An example that highlights this in a small lightweight application shows the bulk of a request time being within a connection displayed by New Relic:

connection time

connection time

One option to remedy this is by running a connection pooler on your Database side such as Pgpool or PgBouncer. In fact Ask the Pony already highlighted these potential gains. While running an external DB they’re essentially testing the benefits of conncetion pooling. This is an obvious gain and can be in a much more lightweight format.

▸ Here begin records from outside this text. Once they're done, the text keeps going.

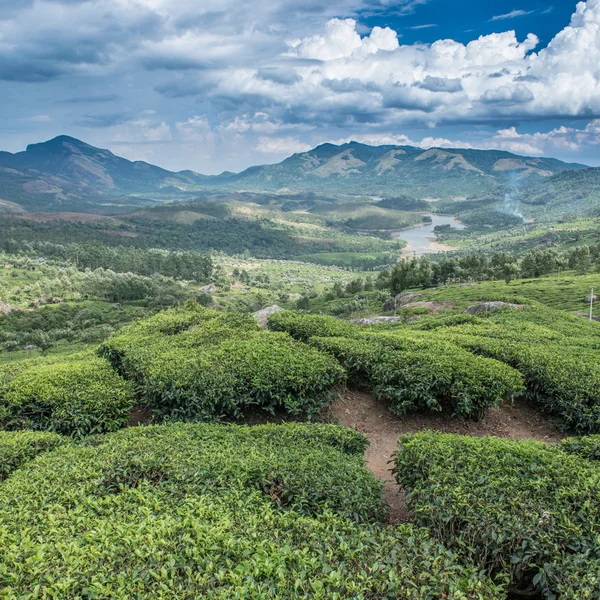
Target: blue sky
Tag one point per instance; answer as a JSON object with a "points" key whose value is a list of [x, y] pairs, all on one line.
{"points": [[216, 85]]}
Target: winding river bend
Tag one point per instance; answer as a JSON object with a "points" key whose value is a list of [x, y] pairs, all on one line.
{"points": [[421, 238]]}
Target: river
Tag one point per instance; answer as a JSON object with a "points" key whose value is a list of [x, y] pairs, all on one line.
{"points": [[421, 238]]}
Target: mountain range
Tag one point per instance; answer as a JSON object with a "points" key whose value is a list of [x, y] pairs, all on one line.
{"points": [[66, 174]]}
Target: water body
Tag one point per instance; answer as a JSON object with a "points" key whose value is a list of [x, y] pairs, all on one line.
{"points": [[421, 238]]}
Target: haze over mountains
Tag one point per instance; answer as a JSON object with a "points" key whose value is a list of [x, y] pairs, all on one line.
{"points": [[65, 174]]}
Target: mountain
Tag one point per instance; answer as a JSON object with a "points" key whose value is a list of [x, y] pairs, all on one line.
{"points": [[570, 192], [355, 168], [66, 174]]}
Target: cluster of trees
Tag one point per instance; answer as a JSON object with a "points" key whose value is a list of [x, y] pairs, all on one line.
{"points": [[473, 266], [262, 238], [188, 264], [69, 283], [43, 328]]}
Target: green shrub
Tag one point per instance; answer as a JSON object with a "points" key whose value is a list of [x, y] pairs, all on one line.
{"points": [[562, 380], [519, 508], [78, 395], [19, 447], [416, 374], [212, 511], [302, 326], [222, 367], [586, 446]]}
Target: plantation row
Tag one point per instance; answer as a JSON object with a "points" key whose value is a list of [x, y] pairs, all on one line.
{"points": [[289, 511], [197, 364], [466, 363]]}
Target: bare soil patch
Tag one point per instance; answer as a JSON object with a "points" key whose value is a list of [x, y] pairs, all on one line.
{"points": [[364, 413]]}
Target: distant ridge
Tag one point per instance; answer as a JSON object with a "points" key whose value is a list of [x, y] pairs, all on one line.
{"points": [[66, 174]]}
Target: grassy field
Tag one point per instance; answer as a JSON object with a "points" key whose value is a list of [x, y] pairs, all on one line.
{"points": [[565, 291]]}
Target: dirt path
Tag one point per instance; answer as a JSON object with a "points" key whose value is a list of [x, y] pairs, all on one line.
{"points": [[367, 415]]}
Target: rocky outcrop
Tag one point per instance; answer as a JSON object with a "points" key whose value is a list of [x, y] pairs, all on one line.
{"points": [[488, 307], [375, 320], [262, 316], [400, 300]]}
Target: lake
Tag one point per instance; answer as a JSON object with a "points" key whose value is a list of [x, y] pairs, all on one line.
{"points": [[421, 238]]}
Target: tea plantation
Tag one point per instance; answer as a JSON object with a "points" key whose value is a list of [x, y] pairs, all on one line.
{"points": [[194, 511], [197, 505], [467, 363]]}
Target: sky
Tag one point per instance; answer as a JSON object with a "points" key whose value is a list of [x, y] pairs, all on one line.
{"points": [[214, 85]]}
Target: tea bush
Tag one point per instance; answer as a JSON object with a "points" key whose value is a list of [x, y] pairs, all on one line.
{"points": [[19, 447], [303, 326], [562, 380], [193, 511], [414, 374], [77, 395], [557, 354], [585, 446], [221, 367], [525, 509]]}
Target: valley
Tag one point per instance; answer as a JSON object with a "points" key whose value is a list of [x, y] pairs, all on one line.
{"points": [[322, 389]]}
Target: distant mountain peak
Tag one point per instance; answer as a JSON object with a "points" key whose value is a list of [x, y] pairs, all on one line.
{"points": [[65, 173]]}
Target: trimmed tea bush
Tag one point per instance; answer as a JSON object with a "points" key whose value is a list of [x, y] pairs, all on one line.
{"points": [[524, 509], [586, 446], [303, 326], [19, 447], [416, 374], [222, 367], [77, 396], [557, 353], [562, 380], [194, 511]]}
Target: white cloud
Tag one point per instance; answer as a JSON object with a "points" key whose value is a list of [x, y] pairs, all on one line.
{"points": [[512, 15], [281, 146], [562, 140], [341, 40]]}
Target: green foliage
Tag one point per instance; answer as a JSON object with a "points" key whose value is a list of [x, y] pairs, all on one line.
{"points": [[76, 395], [195, 511], [199, 364], [304, 326], [19, 447], [519, 508], [556, 353], [586, 446], [415, 374]]}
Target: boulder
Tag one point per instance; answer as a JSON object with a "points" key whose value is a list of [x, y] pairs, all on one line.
{"points": [[210, 288], [487, 307], [262, 316], [400, 300], [374, 320]]}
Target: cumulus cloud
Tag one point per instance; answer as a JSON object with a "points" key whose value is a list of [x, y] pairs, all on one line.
{"points": [[563, 140], [281, 146], [220, 71], [341, 40], [511, 15]]}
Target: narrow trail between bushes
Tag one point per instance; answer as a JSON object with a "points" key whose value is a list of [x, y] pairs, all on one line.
{"points": [[364, 413]]}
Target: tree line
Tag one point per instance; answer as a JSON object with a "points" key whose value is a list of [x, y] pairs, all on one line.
{"points": [[186, 264], [475, 266]]}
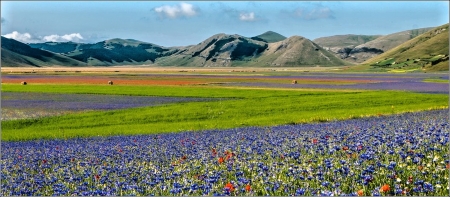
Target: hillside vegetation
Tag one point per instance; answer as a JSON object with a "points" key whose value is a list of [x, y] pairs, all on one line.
{"points": [[428, 51], [17, 54], [359, 48]]}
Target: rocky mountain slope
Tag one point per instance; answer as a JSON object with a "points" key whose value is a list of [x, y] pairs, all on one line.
{"points": [[428, 51], [17, 54], [358, 48], [269, 37]]}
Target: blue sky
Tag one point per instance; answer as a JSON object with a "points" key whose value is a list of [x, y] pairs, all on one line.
{"points": [[180, 23]]}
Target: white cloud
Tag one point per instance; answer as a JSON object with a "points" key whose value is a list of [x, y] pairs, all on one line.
{"points": [[247, 16], [74, 37], [315, 13], [21, 37], [183, 9]]}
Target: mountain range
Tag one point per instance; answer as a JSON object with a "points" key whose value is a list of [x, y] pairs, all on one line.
{"points": [[269, 49]]}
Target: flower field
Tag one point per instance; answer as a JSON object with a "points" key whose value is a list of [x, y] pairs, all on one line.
{"points": [[404, 154], [20, 105]]}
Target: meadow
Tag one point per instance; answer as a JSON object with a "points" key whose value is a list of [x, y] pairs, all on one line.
{"points": [[224, 134]]}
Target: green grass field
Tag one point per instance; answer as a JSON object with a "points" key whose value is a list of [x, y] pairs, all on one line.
{"points": [[239, 107]]}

Connection Pooling in Django

As Django establishes a connection on each request it has an opportunity to both pool connections and persist connections. There are two major options for pooling, each works quite well with Django and provides some dramatic improvements. While the first request may take the 70ms of connection time, subsequent requests show absolutely no connection time since the connection already exists. This is highlighed by these two comparissons of before and after in actually the times it grabs a connection:

before after

Clearly theres plenty of value to having a persistent connection or a pool within Django itself. As of today theres a few options for that:

Django-PostgresPool

The first Django-PostgresPool is created by kennethreitz. As in general I’d encourage the use of dj_database_url you can easily begin using his package (once installed) with:

import dj_database_url

DATABASE = { 'default': dj_database_url.config() }
DATABASES['default']['ENGINE'] = 'django_postgrespool'

An important thing to note is if you’re using South you’ll also want to setup the adapter for it:

SOUTH_DATABASE_ADAPTERS = {
    'default': 'south.db.postgresql_psycopg2'
}

djorm-ext-pool

The second option djorm-ext-pool is created by niwibe. Once you’ve installed djorm-ext-pool you then add it to your INSTALLED_APPS within your settings.py. From here then you can setup your pool:

DJORM_POOL_OPTIONS = {
    "pool_size": 20,
    "max_overflow": 0
} 

django-db-pool

The third and final option is django-db-pool. You can set it up with:

DATABASES = {'default': dj_database_url.config()}
DATABASES['default']['ENGINE'] = 'dbpool.db.backends.postgresql_psycopg2'
DATABASES['default']['OPTIONS'] = {
    'MAX_CONNS': 10
}

Gotchas

Each of these does work with recent versions of Django, though in some cases there are gotchas. If using a prodution worthy python web server such as Gunicorn or uwsgi and running with gevent or eventlet some edge cases can present themselves. Regardless of potential gotchas it is worth attempting this and of course providing feedback to maintainers and the community as you find those.

The future

Django more recently has directly started to address these issues of large costs of establishing a connection. The first major step here is this patch from Aymeric. You can find more dicussion around this particular patch here. Essentially with this patch which will hit in Django 1.6 developers then get a persistent connection which will help reduce the time. If you’re interested in trying the 1.6 master you can do this by adding it to your requirements.txt as:

https://github.com/django/django/archive/master.zip

At this point it does not introduce pooling which could allow even more gains, though I’m sure if there’s enough need it’ll be on a roadmap at some point. Though, as it stands today before 1.6 your best bet is one of the above options.